From the start, I want to emphasize that I am not writing this as a warning that China or India are "out to get us" or as a xenophobic diatribe. I just think the facts are fascinating and important to realize.
And they came yesterday via a sharp piece by the Financial Times’ chief economics writer, Martin Wolf, who I read all the time–I don’t always agree with him but he, more often than not, makes a lot of sense largely because hd deals with facts and is no fan of the blind devotion to the so-called "free market". Here is what he had to say in a column titled "In the grip of a great convergence":
We are witnessing the reversal of the 19th and early 20th century era of divergent incomes. In that epoch, the peoples of western Europe and their most successful former colonies achieved a huge economic advantage over the rest of humanity. Now it is being reversed more quickly than it emerged. This is inevitable and desirable. But it also creates huge global challenges.
Essentially, to spare you a few paragraphs, it boils down to this: growth in China and India, in particular, is off the charts, compared to the slow drip in the U.S. and Western Europe. And that is narrowing the past gap between the wealth of nations. I give kudos for Wolf for saying that this is inevitable and desirable.
He then goes on:
What is unprecedented this time is not convergence, but the scale. Suppose China were to follow Japan’s path during the 1950s and 1960s. Then it would still have 20 years of very fast growth in front of it, reaching some 70 per cent of US output per head by 2030. At that point, its economy would be a little less than three times as large as that of the US, at PPP, and larger than that of the US and western Europe combined. India is further behind. At recent rates of growth, India’s economy would be about 80 per cent of that of the US by 2030, though its gross domestic product per head would still be less than a fifth of US levels.
And, then:
This divergence in growth is staggering. In an important speech in November, Ben Bernanke, chairman of the US Federal Reserve, noted that in the second quarter of 2010, the aggregate real output of emerging economies was 41 per cent higher than at the start of 2005. It was 70 per cent higher in China and about 55 per cent higher in India. But, in the advanced economies, real output was just 5 per cent higher. For emerging countries, the "great recession" was a blip. For high-income countries, it was calamitous.
The great convergence is a world-transforming event. Today, the west – defined to include western Europe and its "colonial offshoots" (the US, Canada, Australia and New Zealand) – contains 11 per cent of the world’s population. But China and India contain 37 per cent. The present position of the former group of countries will not be sustained. It is a product of the great divergence. It will end with the great convergence.[emphasis added]
The bottom line is that:
In the past few centuries, what was once the European and then American periphery became the core of the world economy. Now, the economies that became the periphery are re-emerging as the core. This is transforming the entire world.[emphasis added]

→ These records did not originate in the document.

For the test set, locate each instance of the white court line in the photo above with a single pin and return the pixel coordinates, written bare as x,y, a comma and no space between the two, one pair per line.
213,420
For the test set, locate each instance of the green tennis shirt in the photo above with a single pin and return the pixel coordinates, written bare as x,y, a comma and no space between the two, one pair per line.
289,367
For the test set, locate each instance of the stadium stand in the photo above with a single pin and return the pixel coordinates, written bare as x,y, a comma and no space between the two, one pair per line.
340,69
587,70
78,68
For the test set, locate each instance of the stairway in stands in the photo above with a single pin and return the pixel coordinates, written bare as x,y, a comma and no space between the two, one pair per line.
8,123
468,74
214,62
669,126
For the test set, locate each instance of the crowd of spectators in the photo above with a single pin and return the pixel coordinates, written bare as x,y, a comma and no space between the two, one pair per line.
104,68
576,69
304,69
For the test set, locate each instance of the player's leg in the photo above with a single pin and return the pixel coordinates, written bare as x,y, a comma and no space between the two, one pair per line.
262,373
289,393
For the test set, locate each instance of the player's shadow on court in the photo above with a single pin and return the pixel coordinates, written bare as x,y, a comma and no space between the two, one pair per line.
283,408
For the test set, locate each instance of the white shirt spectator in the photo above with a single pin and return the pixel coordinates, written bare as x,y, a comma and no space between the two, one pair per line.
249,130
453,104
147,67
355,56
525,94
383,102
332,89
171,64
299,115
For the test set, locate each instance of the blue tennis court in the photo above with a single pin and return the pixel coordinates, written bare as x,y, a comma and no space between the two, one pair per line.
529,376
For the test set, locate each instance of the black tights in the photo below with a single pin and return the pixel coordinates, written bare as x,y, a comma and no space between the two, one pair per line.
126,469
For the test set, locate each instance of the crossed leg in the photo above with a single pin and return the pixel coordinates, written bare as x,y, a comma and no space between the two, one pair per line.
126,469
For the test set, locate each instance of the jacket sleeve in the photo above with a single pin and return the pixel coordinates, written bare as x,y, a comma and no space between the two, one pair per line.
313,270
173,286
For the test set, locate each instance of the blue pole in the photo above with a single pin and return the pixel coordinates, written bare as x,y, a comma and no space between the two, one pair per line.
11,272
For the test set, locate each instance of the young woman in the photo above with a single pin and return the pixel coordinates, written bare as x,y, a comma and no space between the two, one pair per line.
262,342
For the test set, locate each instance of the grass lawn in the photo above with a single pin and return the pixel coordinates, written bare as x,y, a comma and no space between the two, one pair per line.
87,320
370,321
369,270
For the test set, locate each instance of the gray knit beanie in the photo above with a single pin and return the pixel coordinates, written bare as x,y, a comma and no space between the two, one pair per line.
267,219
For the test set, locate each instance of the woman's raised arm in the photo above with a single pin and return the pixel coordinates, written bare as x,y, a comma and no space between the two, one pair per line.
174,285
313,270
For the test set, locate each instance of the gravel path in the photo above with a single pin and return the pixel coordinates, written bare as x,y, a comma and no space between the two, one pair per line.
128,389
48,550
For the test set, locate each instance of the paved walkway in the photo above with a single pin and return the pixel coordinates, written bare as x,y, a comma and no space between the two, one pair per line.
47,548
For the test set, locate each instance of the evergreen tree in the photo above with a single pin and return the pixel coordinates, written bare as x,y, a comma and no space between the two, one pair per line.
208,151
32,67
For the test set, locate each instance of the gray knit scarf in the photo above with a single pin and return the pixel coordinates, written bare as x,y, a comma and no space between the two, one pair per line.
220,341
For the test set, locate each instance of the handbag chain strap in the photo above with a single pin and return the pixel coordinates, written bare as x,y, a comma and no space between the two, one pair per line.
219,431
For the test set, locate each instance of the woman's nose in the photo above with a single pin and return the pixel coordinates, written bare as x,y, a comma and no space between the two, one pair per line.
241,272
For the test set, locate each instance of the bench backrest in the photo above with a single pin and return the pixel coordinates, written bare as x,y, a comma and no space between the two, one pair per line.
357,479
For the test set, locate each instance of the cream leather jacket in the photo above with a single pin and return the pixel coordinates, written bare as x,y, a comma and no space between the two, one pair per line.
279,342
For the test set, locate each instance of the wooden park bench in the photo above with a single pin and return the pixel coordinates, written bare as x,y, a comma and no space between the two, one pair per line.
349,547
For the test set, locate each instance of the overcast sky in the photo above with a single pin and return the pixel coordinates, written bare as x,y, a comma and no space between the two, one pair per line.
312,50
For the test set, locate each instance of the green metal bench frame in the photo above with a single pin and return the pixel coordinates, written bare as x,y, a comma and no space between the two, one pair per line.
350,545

Which is one reason I say to all my friends: have your kids study Chinese.
The point is not that we should fear this–if our country can evolve into a place that knows how to engage people around the world with a spirit of cooperation, not hostility, and cease this senseless pursuit over trying to foist some belief about the "specialness of America" on the rest of the world–and engage in empty, childish acts.
And I wonder: how many leaders in China and India watch what transpires here and just get a great belly laugh from the whole spectacle?